写真があると思ったらなかった。絶対とったのにな。
絶対撮ったけど、でも、見つからないな。それが寂しいけどでも、どうせなくならないか、とも思う。
サツゲキ、という映画館がある。
私は2020年以降、今の場所に生まれてからの記憶だ。それまでも時々Twitterで見てた気がするな、と思いながら、誕生の瞬間を見た。はずだ。
そのサツゲキとは来年の春にお別れになるらしい。
あの誕生した2020年。エンタメにとって逆風も逆風。そんななかで、あの場所にサツゲキが生まれた。

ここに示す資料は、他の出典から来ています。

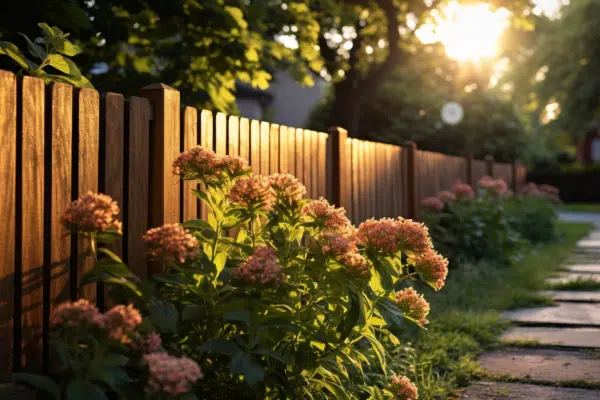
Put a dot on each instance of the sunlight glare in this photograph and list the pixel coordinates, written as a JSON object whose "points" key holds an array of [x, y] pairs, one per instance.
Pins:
{"points": [[467, 32]]}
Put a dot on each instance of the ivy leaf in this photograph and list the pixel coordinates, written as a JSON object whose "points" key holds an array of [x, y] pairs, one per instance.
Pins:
{"points": [[34, 49], [84, 390], [38, 382]]}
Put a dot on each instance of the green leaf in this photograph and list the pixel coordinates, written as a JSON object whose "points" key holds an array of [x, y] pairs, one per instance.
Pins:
{"points": [[13, 52], [243, 363], [84, 390], [164, 315], [38, 382], [65, 65], [239, 316], [220, 346], [34, 49]]}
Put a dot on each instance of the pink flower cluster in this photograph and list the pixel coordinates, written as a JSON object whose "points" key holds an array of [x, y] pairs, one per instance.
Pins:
{"points": [[432, 267], [326, 215], [120, 322], [463, 190], [496, 186], [446, 196], [432, 204], [75, 313], [171, 375], [260, 268], [391, 235], [403, 388], [203, 164], [93, 212], [413, 305], [170, 243], [253, 192], [288, 190]]}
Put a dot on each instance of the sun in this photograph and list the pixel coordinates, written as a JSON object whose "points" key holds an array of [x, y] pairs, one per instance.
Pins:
{"points": [[469, 33]]}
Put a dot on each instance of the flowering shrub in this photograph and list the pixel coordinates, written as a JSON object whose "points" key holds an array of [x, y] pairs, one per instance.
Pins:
{"points": [[274, 296], [114, 353]]}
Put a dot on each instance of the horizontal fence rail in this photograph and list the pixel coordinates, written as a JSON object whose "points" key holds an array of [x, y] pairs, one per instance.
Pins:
{"points": [[58, 142]]}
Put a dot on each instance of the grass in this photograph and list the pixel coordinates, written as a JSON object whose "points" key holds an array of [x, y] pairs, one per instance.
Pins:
{"points": [[465, 318], [581, 207], [577, 284]]}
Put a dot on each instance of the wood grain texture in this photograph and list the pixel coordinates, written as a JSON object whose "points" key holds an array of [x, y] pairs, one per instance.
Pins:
{"points": [[274, 149], [233, 136], [245, 139], [88, 133], [221, 134], [189, 131], [206, 141], [61, 133], [307, 163], [138, 184], [322, 164], [113, 120], [264, 148], [284, 150], [8, 177], [165, 144], [32, 222], [255, 146]]}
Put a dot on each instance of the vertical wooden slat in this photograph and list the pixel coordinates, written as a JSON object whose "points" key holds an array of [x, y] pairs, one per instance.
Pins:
{"points": [[283, 150], [354, 171], [8, 187], [299, 165], [233, 136], [314, 164], [255, 146], [32, 221], [189, 131], [206, 141], [274, 149], [291, 150], [322, 165], [307, 163], [112, 120], [264, 148], [138, 149], [221, 134], [245, 138], [59, 174], [87, 175], [165, 145]]}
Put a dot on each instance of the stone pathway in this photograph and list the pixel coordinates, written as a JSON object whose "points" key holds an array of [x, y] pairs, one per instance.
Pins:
{"points": [[554, 352]]}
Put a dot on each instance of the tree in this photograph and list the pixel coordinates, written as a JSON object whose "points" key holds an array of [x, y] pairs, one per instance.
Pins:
{"points": [[200, 47]]}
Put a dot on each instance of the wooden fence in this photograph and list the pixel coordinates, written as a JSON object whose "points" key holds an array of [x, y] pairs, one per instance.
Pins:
{"points": [[58, 142]]}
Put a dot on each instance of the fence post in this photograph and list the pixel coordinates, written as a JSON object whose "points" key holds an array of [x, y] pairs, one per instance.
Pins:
{"points": [[412, 210], [469, 168], [489, 165], [515, 169], [340, 194], [164, 149]]}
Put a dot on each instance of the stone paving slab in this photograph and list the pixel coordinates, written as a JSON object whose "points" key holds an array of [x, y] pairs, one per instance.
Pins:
{"points": [[520, 391], [573, 295], [568, 277], [562, 314], [565, 337], [545, 365]]}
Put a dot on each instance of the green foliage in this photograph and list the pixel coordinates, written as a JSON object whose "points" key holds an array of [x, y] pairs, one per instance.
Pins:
{"points": [[533, 217], [53, 50], [470, 230]]}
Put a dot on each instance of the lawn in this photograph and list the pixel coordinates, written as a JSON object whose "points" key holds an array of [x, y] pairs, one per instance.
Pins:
{"points": [[465, 317], [581, 207]]}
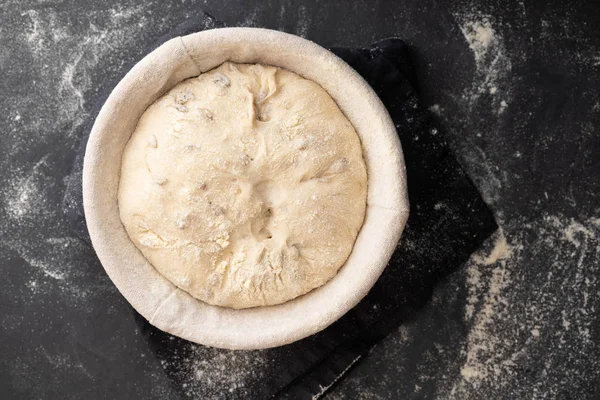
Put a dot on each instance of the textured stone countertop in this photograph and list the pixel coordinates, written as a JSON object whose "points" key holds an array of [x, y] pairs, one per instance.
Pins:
{"points": [[515, 84]]}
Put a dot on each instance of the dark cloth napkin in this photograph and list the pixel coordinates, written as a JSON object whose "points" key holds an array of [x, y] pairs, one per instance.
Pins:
{"points": [[448, 221]]}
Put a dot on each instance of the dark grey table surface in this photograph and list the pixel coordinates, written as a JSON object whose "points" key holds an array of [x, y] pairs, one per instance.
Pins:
{"points": [[515, 84]]}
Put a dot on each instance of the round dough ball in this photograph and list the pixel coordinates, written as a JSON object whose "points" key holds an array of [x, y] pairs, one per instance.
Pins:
{"points": [[244, 186]]}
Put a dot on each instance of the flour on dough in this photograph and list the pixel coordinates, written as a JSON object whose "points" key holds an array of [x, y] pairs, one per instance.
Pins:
{"points": [[244, 186]]}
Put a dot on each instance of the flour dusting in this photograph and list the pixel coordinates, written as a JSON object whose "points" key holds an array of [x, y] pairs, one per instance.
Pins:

正確には、歴史ある映画館の流れを汲んでいて、そういう話も職場の先輩がしてくれながら「つくさんはエンタメが好きだから」と出来たばかりの映画館を案内してくれたのが初対面だったと記憶してる。
当時、私は札幌に来たばっかりの頃だった。友達もおらず(というか、友達は最後までできなかった)ただただ毎日、未知のウイルスに侵食される世界で「ひとりぼっちだな」と思っていた。
そんななか生まれたサツゲキは、商店街のなか、確かな存在感があった。存在感はありながら入ると一つ一つはそんなに大きくないシアターで、でも、それも含めてよかった。
すっぽりとシアターに入って、静かな空間、ぼんやりと始まるのを待つ。
いろんな映画を見たな。
色々と諦めそうになってたタイミングで観た滑走路は言葉の美しさや途方もなさ、それでも、の苦しさもありつつも、でもここに届いたんだよ、と思う強さがあったし、
緊急事態宣言が落ち着いた折か、ともかく外出自粛がようやく和らいで、堂々と映画を観れる中で見た羅小黒戦記は、隣のお姉さんがきっと大ファンで、愛を込めた号泣を見て「映画館で観る豊かさってこうだよな」と思った。あのお姉さんは2も観ただろうか。
仕事が狸小路を抜けた先になったおかげで出勤の時。くたくたで予告を見かけ、「ああ観てみるか」と決めて入ったアジアの天使は、きっともう2度と観れない。見れないけど、全ての瞬間が大切で愛おしくて、じゃあ生活を続けようと決めたっけ。
面白くないと思った映画も確かにあった、あったけど、きっと配信なら出会えない作品たちだった。
それから、札幌を離れて、だというのに旅行で、無性に映画が観たくて観た、アンダーカレント。ああそうだ、私には映画があるんだっけ、とバラバラになりそうだった感覚が繋ぎ合わされる心地がした、あの日は私にとって必要な日だった。
お金がない中で、それでもと贅沢して買ったコーヒーやパン。次の休みはサツゲキで映画を観るのだと決めて乗り切った仕事。漫画や映画の台詞が刻まれた階段に「何かを好きな人がここにはいる」と念じたこともあった。
確かにあの頃、あの場所が私の逃げ場所だった。
大切なお芝居やライブに行けず、塞ぎ込みがちだった私に「映画がある」と教えてくれたサツゲキに愛情と、敬意を込めて。たくさんの素敵な映画と出逢わせてくれてありがとうございました。
何より、あの頃、命綱のようにいろんな映画を観て過ごした時間は紛れもなく、幸せでしたと伝えさせてください。
12月27日くらいまで「今年書いてたあのブログよかったよ」のアンケートやっています!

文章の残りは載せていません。